Thursday, February 3, 2011

Catch a boat to England, Baby, Maybe to Spain

I really enjoy crate digging that turns up true lost artists that deserve a wider audience but are obscured by the fog of time. How is it that I've never heard Jackson C. Frank before? He is so deeply linked to some of my favorite artists of the 1960s & 70s -- Sandy Denny, Nick Drake, Simon & Garfunkel, and many other admirers. His story is extraordinarily sad, having survived a fire in his school as an 11-year old when a fireball from a furnace blast rolled through the halls and into his classroom, killing many students and leaving him permanently scarred.
In a pre-internet age the way information was transmitted, absorbed, and sent back out was obviously slower, but also somewhat random and odd. For instance, R&B performers who may have found little fame in their native US were embraced fanatically in England in subsequent years, elevated to icons of Northern Soul, and then much later the descendents of that thread emerged on US charts delivering back to us the sound of our own culture.

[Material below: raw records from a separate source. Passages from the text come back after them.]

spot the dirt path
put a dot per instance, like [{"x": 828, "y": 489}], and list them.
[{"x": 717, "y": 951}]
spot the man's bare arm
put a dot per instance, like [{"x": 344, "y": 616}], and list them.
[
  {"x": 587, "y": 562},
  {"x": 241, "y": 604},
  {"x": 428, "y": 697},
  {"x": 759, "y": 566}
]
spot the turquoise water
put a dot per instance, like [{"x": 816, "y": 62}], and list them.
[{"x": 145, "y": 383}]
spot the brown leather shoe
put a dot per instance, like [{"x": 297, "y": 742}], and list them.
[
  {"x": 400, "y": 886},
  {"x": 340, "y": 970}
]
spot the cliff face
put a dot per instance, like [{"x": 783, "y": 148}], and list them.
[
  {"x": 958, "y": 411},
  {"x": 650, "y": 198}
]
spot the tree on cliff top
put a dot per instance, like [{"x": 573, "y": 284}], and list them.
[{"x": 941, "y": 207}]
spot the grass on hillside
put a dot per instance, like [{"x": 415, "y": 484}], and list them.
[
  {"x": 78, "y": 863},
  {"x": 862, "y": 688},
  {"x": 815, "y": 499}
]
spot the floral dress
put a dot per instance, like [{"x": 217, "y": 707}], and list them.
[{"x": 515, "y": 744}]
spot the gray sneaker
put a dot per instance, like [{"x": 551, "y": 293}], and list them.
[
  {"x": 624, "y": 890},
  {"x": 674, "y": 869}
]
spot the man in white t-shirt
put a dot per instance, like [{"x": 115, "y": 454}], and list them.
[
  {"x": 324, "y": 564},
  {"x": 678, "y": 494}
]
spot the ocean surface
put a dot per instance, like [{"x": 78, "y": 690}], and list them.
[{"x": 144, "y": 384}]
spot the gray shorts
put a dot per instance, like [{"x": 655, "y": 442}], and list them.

That process of exchange is clearly evident when Jackson C. Frank travelled from America to London in the mid 1960s, finding himself at the center of a folk boom, falling in with another expatriate there for similar inspiration, Paul Simon, and also becoming one of Sandy Denny's lovers. His influence on Bert Jansch and Nick Drake are clear and acknowledged by both who recorded several of his songs. Frank recorded a single album before dropping out of music and into obscurity, rising briefly in later life a disheveled character with mental and physical problems stemming from the traumatic events of his teenage years, dying at age 56.
Here is a podcast telling his story and showcasing a number of his songs. Discovering his delicate, shattered songs is a musical revelation and helps connect a few more dots from a fertile period that seems to continue slowly giving up its gifts for posterity.